New Computer Fund
Monday, May 14, 2012
Notes on Stuff
I love messy charts. Showing the short term changes are a reminder of how chaotic things can be. I nice milquetoast smoothed chart is for pansies. Show me the nasty!
This is real nasty. It is the average CO2 monthly change measured at Mauna Loa, the actual monthly change and the deviation from the mean (average) monthly change. Annually, the CO2 measured varies a few parts per million at Mauna Loa. I just took the period from 1979 to 2011 and found the average variation for each month, subtracted the actual value for each month and viola! deviation from the average or mean. Lots of noise, but there are periods of less and more variation.
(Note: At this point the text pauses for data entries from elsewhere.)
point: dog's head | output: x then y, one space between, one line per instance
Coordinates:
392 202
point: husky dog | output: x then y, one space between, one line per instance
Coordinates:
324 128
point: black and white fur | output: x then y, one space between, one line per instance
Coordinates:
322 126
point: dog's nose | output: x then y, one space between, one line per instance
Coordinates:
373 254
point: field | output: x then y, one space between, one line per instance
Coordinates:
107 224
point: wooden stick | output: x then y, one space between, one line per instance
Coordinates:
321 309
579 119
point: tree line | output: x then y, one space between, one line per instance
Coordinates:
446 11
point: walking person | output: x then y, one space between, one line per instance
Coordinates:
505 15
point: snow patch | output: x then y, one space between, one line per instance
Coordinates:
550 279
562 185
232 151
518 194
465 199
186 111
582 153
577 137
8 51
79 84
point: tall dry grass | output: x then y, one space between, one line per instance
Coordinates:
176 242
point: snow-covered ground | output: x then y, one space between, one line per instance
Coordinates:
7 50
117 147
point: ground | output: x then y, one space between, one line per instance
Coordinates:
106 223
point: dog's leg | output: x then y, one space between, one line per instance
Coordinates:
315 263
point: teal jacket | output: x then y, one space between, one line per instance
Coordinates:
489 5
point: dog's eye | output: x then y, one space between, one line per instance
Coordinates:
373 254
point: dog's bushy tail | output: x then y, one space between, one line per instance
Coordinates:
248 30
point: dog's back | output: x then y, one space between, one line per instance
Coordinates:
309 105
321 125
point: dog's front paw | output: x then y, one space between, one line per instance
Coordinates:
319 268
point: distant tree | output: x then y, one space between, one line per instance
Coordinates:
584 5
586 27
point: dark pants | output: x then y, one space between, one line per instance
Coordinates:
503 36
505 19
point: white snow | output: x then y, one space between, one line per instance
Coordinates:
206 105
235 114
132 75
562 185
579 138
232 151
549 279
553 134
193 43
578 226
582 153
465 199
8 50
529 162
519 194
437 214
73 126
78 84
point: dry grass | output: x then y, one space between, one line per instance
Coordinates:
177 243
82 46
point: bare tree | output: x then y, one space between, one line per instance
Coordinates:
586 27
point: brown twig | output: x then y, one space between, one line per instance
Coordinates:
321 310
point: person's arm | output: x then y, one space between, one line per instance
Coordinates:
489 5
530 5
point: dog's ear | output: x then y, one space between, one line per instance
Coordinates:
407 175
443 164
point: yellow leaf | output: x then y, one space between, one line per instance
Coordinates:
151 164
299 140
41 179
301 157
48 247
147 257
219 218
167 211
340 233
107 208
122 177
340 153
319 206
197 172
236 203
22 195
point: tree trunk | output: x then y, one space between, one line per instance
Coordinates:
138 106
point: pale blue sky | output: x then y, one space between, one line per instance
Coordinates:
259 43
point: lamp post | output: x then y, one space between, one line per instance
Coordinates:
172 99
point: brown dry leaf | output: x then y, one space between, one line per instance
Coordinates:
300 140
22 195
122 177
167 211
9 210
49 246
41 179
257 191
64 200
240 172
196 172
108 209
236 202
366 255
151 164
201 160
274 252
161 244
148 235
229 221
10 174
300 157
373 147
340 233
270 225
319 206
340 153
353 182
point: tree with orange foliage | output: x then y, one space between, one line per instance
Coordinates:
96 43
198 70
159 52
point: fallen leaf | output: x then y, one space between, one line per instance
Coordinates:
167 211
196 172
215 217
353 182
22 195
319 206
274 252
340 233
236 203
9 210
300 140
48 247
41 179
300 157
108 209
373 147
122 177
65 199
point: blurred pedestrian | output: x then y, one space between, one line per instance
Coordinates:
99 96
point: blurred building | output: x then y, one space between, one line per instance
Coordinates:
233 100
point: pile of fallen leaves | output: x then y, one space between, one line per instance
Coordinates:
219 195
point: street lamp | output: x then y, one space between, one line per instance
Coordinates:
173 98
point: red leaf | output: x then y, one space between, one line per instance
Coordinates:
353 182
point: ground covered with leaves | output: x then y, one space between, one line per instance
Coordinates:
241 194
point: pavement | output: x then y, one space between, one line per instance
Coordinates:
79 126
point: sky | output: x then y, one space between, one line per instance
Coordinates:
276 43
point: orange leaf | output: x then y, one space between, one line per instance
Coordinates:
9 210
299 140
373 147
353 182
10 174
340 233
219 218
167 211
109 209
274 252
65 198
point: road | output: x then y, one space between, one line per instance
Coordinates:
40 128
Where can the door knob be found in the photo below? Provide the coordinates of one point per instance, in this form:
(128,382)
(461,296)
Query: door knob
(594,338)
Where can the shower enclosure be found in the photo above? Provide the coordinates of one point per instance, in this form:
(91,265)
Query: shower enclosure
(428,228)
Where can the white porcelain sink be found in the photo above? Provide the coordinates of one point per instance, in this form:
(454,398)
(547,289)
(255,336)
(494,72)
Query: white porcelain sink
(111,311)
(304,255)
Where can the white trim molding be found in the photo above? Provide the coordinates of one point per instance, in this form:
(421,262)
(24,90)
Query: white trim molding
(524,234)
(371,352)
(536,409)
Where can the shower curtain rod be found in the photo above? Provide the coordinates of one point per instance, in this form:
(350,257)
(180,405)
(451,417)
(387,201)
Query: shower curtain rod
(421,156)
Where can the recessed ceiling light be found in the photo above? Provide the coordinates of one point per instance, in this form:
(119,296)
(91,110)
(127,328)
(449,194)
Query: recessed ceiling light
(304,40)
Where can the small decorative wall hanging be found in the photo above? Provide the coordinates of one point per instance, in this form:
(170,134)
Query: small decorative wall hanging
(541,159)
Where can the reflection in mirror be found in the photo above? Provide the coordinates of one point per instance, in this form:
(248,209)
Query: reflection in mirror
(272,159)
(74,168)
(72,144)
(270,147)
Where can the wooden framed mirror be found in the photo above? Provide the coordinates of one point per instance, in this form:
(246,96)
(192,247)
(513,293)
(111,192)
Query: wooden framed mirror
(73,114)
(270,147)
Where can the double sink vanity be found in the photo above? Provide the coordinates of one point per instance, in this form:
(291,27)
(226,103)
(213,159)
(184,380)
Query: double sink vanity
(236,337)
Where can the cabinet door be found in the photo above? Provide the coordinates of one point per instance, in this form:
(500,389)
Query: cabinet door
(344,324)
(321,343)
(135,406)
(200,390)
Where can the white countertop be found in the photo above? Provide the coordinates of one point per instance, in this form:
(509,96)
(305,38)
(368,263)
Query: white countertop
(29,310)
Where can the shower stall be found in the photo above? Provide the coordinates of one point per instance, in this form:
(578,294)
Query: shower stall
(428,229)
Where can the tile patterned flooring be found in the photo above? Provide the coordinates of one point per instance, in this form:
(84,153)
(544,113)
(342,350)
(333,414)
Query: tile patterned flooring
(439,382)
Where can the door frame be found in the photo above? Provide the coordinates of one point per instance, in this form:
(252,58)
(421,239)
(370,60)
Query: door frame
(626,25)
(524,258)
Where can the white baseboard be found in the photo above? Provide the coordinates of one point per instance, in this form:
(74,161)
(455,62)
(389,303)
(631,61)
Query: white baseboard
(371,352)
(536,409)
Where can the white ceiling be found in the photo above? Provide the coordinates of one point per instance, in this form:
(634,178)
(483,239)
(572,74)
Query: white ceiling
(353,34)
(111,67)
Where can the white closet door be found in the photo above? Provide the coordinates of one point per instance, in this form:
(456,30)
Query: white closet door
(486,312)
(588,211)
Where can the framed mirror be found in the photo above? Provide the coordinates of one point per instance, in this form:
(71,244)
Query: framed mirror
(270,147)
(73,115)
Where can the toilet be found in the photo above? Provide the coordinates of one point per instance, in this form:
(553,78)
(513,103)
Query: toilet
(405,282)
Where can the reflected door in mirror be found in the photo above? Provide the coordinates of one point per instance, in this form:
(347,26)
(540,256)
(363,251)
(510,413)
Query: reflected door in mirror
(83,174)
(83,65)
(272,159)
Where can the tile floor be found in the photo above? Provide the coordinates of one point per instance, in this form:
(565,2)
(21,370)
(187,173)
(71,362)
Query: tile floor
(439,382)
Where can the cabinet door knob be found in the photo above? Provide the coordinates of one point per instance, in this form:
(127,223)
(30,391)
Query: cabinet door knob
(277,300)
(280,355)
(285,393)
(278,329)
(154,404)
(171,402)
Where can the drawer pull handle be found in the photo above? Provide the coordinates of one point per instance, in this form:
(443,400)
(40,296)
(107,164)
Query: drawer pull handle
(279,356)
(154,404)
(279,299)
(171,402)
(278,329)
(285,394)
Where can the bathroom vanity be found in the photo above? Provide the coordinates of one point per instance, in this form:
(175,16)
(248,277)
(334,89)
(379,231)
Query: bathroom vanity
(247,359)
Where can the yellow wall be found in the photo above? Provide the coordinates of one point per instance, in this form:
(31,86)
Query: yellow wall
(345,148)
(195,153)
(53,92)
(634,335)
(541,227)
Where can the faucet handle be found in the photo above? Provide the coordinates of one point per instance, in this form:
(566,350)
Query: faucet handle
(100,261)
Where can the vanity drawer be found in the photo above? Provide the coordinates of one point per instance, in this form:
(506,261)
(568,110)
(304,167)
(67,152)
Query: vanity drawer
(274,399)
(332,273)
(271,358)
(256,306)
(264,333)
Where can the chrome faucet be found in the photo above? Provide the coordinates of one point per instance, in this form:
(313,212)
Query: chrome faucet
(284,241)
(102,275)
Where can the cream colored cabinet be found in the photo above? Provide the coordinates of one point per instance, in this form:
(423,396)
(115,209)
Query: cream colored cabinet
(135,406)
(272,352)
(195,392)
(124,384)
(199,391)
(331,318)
This compares a portion of the deviation from mean to the TIM TSI solar measurements from SORCE. This is not the solar data I wanted, but the best I have at the moment. If you squint real hard you can see a slight inverse correlation. Lower solar versus greater deviation from mean. This really should be the CO2 deviation from mean versus Solar UV. Why? Because UV creates ozone, ozone reacts with ice crystals and hydroxil (I think that is right) can react with CO2. Real chemistry was never my forte, so I will leave that vague.
So what?
I did the same deviation or variation from mean with the UAH mid troposphere temperature data. This chart is the northern extent land and ocean minus the southern extent land and ocean. The extent have a push me pull you thing going on annually. By subtracting the two, it gives a bigger picture of the change in the monthly variation. The break is at 1995 with the trends lead in and out. I use 1995 because I believe that is a climate shift matching the stratospheric shift from cooling to neutral. The UAH mid troposphere data is questionable for the portion around 1983, which would increase the magnitude of the shift if UAH is in error. That shift is I believe due to the Ocean Heat Content (OHC) approaching a pseudo equilibrium for current conditions. Less uptake of heat would create a greater cooling flux which would create greater atmospheric temperature variability.
This is all a crazy theory at the moment. It will require a much more serious effort to flesh out, but it does tend to jive with the southern hemisphere temperature reconstructions I have seen, the change in Antarctic sea ice area variation and the change in Artic sea ice variation. There are so many failed climate theories that I am not too enthusiastic about this one, but some pieces are fitting a little better.